Plötzlich ließ der Krampf nach und sie sank wie entseelt mit geschlossenen Augen in die Arme ihres Mannes.
»Der Doktor!« rief dieser todtenbleich, »Karl ich bitte Dich, lauf zum Doktor, ehe es zu spät ist!«
Als er Karl zur Thür hinauseilen sah, sagte er zu den Andern, die ihn erschreckt umstanden:
»Ach helft mir, meine arme Frau auf das Bett legen mir versagen fast die Kräfte, doch darf ich den Muth nicht ganz verlieren . . . Etwas höher, Baase Roosen. So nun kann sie ausruhn. Beten wir zu Gott, das ist alles was wir ohnmächtigen Geschöpfe thun können.«
Alle senkten das Haupt und falteten die Hände, Cilia und die Magd knieten nieder. Coutermann setzte sich an das Bett der Kranken, nahm ihre kalte Hand in die seine und blickte spähend in ihr blasses Gesicht, in dem nicht das mindeste Lebenszeichen erkennbar war; stille, heiße Zähren flossen über seine Wangen.
Es währte lange, ehe die Ohnmächtige sich bewegte; schon glaubte der Pächter, daß sie nicht mehr erwachen mit würde, als er ihre Brust sich heben, die farblosen Lippen leicht sich röthen sah,
Dann schlug sie die Augen auf und stierte umher mit gar einem Ausdruck des Wahnsinns, der ihren Mann aufs Neue zittern machte. Doch das Bewußtsein mußte eben so schnell zurückkehren, denn es rollten Thränen über ihre Wangen, sie schluchzte hörbar.
Alle Anwesenden versammelten sich um ihr Lager.
Der Pächter küßte ihre bleiche Stirn, indem er sagte:
»Muth, liebe Clara, sogleich kommt der Doktor er wird Dich heilen.«
»Heilen?« flüsterte sie mit schwacher Stimme »wer kann eine unglückliche Mutter heilen? Mein Sohn ist mein Leben . . . wird er verurtheilt, dann sterbe ich!«
Alle zitterten bei diesen Worten, Keiner sprach ein Wort. Der Pächter verbarg das Gesicht in beiden Händen, die Verzweiflung schien ihn zu überwältigen.
Plötzlich ergriff er ihre Hand und sagte sehr ernst und mit fester, klarer Stimme:
»Clara verzeih mir; um Dich sehn und trösten zu können ließ ich Dich leiden.
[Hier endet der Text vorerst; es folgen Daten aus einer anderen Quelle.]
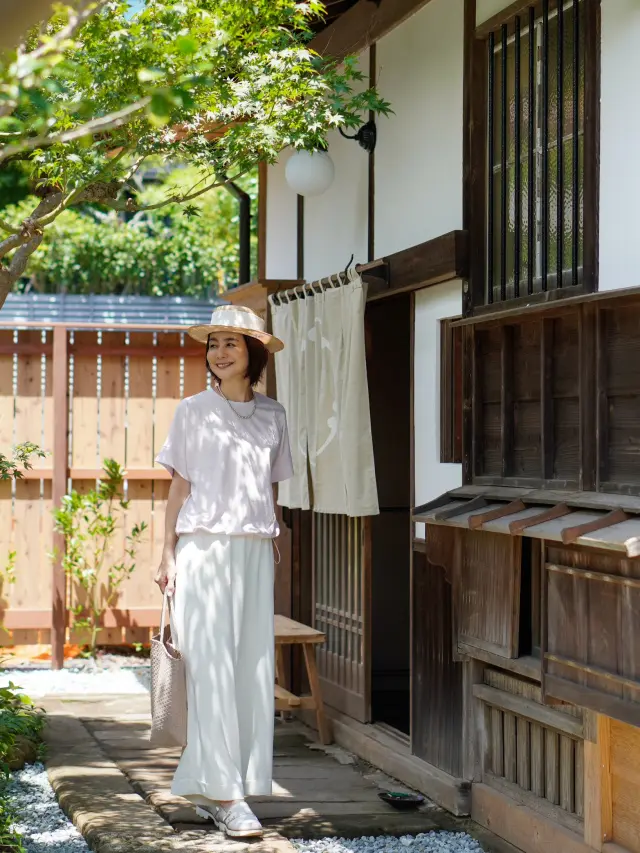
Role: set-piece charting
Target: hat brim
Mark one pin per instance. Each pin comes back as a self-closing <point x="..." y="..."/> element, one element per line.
<point x="270" y="342"/>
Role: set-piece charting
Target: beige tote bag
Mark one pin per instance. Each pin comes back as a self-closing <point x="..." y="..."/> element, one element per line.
<point x="168" y="688"/>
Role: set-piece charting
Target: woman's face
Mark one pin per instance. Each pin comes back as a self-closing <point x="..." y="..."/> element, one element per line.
<point x="228" y="356"/>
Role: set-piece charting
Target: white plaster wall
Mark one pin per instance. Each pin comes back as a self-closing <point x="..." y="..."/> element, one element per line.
<point x="336" y="222"/>
<point x="419" y="152"/>
<point x="281" y="223"/>
<point x="619" y="152"/>
<point x="432" y="477"/>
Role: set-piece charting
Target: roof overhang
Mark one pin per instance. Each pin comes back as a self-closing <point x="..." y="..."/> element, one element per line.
<point x="591" y="519"/>
<point x="363" y="24"/>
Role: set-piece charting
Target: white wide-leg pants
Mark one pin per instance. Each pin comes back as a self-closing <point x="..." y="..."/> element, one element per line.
<point x="222" y="620"/>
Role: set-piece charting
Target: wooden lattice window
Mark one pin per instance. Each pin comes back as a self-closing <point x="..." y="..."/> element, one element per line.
<point x="540" y="182"/>
<point x="450" y="392"/>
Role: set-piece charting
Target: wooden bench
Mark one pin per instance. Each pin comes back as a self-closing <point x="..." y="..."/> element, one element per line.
<point x="291" y="633"/>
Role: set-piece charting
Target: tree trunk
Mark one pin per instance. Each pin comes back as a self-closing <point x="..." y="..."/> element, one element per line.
<point x="10" y="274"/>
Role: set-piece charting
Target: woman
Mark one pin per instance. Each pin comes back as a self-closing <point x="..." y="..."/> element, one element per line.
<point x="225" y="448"/>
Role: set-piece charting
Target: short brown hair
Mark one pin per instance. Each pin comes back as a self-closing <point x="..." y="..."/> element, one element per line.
<point x="258" y="359"/>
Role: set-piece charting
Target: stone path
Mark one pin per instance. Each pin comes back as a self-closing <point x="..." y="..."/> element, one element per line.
<point x="116" y="787"/>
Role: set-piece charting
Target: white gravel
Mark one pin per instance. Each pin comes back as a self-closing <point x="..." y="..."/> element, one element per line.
<point x="45" y="682"/>
<point x="426" y="842"/>
<point x="41" y="822"/>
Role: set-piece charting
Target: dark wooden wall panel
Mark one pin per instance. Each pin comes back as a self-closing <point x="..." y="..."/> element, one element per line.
<point x="487" y="592"/>
<point x="525" y="370"/>
<point x="593" y="632"/>
<point x="437" y="678"/>
<point x="565" y="389"/>
<point x="620" y="345"/>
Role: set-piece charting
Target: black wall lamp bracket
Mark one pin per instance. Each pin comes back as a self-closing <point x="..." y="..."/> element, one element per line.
<point x="366" y="136"/>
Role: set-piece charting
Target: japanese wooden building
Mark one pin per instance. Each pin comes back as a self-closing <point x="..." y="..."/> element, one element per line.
<point x="484" y="628"/>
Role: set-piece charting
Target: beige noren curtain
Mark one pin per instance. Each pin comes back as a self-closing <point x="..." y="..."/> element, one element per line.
<point x="322" y="382"/>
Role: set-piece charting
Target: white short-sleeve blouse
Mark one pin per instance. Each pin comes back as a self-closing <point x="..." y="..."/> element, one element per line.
<point x="231" y="463"/>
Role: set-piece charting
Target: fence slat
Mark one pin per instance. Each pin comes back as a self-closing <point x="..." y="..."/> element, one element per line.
<point x="119" y="408"/>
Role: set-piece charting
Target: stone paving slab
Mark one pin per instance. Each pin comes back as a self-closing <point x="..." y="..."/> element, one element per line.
<point x="116" y="788"/>
<point x="113" y="818"/>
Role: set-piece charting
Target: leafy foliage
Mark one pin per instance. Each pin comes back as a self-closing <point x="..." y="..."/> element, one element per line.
<point x="219" y="84"/>
<point x="89" y="523"/>
<point x="11" y="467"/>
<point x="154" y="253"/>
<point x="21" y="725"/>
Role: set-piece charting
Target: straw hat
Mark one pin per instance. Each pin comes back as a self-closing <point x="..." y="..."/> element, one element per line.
<point x="241" y="321"/>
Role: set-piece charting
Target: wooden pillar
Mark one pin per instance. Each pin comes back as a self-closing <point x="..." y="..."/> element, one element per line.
<point x="262" y="221"/>
<point x="59" y="488"/>
<point x="598" y="809"/>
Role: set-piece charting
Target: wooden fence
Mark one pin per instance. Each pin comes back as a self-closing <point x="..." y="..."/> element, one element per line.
<point x="86" y="393"/>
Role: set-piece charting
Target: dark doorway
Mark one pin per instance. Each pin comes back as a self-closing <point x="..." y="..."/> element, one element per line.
<point x="388" y="329"/>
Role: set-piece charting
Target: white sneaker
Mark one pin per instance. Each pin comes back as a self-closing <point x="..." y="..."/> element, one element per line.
<point x="236" y="821"/>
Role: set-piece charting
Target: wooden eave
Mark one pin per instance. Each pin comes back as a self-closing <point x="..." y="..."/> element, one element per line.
<point x="591" y="519"/>
<point x="362" y="25"/>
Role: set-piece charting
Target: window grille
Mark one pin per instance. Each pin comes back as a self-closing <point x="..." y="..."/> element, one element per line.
<point x="535" y="146"/>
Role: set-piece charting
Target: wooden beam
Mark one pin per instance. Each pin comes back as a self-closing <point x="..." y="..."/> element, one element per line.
<point x="516" y="527"/>
<point x="58" y="490"/>
<point x="470" y="506"/>
<point x="529" y="709"/>
<point x="441" y="259"/>
<point x="570" y="534"/>
<point x="504" y="17"/>
<point x="598" y="577"/>
<point x="477" y="521"/>
<point x="97" y="474"/>
<point x="363" y="25"/>
<point x="592" y="669"/>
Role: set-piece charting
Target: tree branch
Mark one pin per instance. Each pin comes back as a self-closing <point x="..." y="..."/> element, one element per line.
<point x="98" y="125"/>
<point x="7" y="227"/>
<point x="10" y="243"/>
<point x="9" y="275"/>
<point x="131" y="206"/>
<point x="76" y="20"/>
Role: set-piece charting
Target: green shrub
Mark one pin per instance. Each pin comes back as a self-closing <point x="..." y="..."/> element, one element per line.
<point x="157" y="253"/>
<point x="21" y="725"/>
<point x="88" y="523"/>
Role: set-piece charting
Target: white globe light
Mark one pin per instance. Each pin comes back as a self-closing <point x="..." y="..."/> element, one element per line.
<point x="309" y="173"/>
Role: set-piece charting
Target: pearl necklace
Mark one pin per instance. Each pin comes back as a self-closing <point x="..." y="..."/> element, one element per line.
<point x="233" y="409"/>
Dein Sohn ist Dein Leben, sagst Du; nicht wahr, wenn er Dir in voller Freiheit zurückgegeben wird, so wirst Du genesen! Wohlan, sei getrost, ich besitze ein untrügliches Mittel, Urban aus dem Gefängnisse zu befreien; er ist unschuldig, das werde ich beweisen. Frage mich nun nicht weiter, aber glaube mir, in weniger als einer halben Stunde drückst Du Urban an Dein Herz.«
Frau Coutermann sah mit einem beseligten Lächeln zu ihm auf und versuchte ihre schwachen Arme zu ihm zu erbeben.
»Zweifle nicht,« fuhr er fort, »ich werde mein Versprechen halten, meine gute Clara, und was auch geschehn mag, ich hoffe, daß Du auf unsern Sohn gestützt, Muth und Gottvertrauen bewahren wirst.«
Langsam schritt er der Thür zu, von den Blicken Aller gefolgt.
Was hatte er vor? Was wollte er thun?
Cilia allein lief ihm nach, umarmte ihn und rief mit vor Dankbarkeit glänzenden Augen:
»Gott segne und geleite Dich, Vater.«
Gleich darauf war er hinter den Bäumen seines Obstgartens verschwunden.